The Dalemark Quartet, Part 1

Although I have charming matched blue copies of the Dalemark Quartet, the four books in this series are not among my favorites by Diana Wynne Jones. Why then, you ask, have I chosen the Dalemark Quartet as the only books to be properly reviewed during Diana Wynne Jones Week? Mainly for the exact reason that I have not loved them in the past–I wanted to give them another chance. Another reason is that they are among Diana Wynne Jones’ early YA-fantasy books, and I like seeing writers in progress. Hearts.

In Cart and Cwidder, we meet Moril, the youngest son in a family of Singers that travels around Dalemark playing in any town they happen on. Dalemark is divided into fifteen earldoms, which are further divided into North and South Dalemark; when Moril’s family travels in the South they have to remember to be careful of what they say, for fear they will be called traitors and cast into prison. Which is kind of what happens. To help his family, Moril must use his father’s cwidder, an ancient and (in this case) mythic musical instrument whose power Moril barely understands.
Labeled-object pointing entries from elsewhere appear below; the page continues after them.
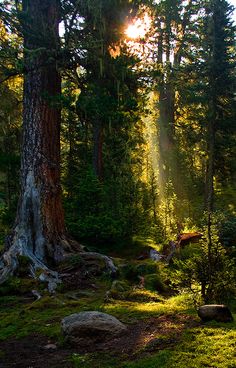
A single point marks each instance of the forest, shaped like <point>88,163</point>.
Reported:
<point>117,183</point>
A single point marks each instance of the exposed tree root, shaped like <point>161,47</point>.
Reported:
<point>9,263</point>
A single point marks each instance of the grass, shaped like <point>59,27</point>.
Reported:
<point>211,346</point>
<point>18,319</point>
<point>130,311</point>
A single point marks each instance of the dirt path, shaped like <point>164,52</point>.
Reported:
<point>143,337</point>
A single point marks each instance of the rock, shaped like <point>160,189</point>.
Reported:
<point>91,326</point>
<point>50,347</point>
<point>217,312</point>
<point>155,255</point>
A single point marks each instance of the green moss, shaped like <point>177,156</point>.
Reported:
<point>154,282</point>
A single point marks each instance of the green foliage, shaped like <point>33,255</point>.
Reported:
<point>206,270</point>
<point>154,282</point>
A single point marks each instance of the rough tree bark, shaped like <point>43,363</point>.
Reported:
<point>39,231</point>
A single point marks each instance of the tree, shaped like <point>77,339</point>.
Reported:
<point>219,64</point>
<point>39,230</point>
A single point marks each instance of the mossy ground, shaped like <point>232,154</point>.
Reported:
<point>163,331</point>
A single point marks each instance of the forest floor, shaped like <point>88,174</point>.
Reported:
<point>163,331</point>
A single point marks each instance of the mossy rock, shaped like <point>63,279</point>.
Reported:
<point>18,286</point>
<point>147,268</point>
<point>132,271</point>
<point>139,295</point>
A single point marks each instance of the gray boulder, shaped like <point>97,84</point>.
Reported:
<point>91,326</point>
<point>216,312</point>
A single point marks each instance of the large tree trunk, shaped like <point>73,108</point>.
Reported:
<point>39,230</point>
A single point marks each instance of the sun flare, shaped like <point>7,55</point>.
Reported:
<point>139,28</point>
Drowned Ammet takes place before Cart and Cwidder, and follows a separate set of characters, although there is some overlap in time and events. Mitt is the son of a Southern freedom fighter; when his father is betrayed by his fellow freedom fighters, Mitt vows to grow up to avenge him. He gets his chance when he is fourteen, at the annual parade to honor the folk gods Old Ammet and Libby Beer; when this goes horribly awry, he stows away on a little pleasure boat owned by the grandchildren of the Earl, Hildy and Ynen. Class tension hilarity ensues.

Can we just take it for granted that everything I say this week should be prefaced by “I love Diana Wynne Jones and”? Everything. (I love Diana Wynne Jones and) I shall now talk about the Dalemark Quartet. (I love Diana Wynne Jones and) this is my week for learning about how copyrights work. (I love Diana Wynne Jones and) it’s hot outside. Thank you.

Though these books occur fairly early in Diana Wynne Jones’s writing career, she is already writing many of the themes that will recur over and over again in later books. Particularly for Moril, but hardly less so for Mitt, self-knowledge is crucial. Mitt and Moril spend a lot of time lying, whether deliberately (Mitt deceives the freedom-fighters into believing he is loyal to them) or by circumstance (Moril does not know about any of his father’s, shall we say, extracurricular activities, until well into the book). As much as their lies have protected them, it’s made clear that they cannot carry on lying to themselves, or to the people they trust. Moril cannot make the cwidder work for him, nor Mitt work out how to proceed after becoming a wanted criminal, until each of them has confronted the truth about himself and those around him.

Another common plot element of Diana Wynne Jones’s books is the thing of stories and myths coming true. It happens to Moril and it happens to Mitt. The myths start coming to life around them, whether they believe in them/understand them/want them true or not. What I like about these books as companions to each other is that while the boys live in the same country, they occupy completely different worlds, and they live by different myths. Far from making the books feel disjointed, the side-by-side mythologies expand the world of Dalemark–a traveling Singer would have different legends than a gutter boy of the South Dales.

As I remembered from previous readings, the writing and plotting in these books is not as tight as in some of Jones’s later books–Drowned Ammet peters off rather anticlimactically. I had intended to read these two for DWJ Week and worry about the second two some other time. But when I got through with these two, I found myself unable to remember what happened in the second two books and very unhappy about it. If not Diana Wynne Jones at her peak, they are still very worthy contributions to her canon.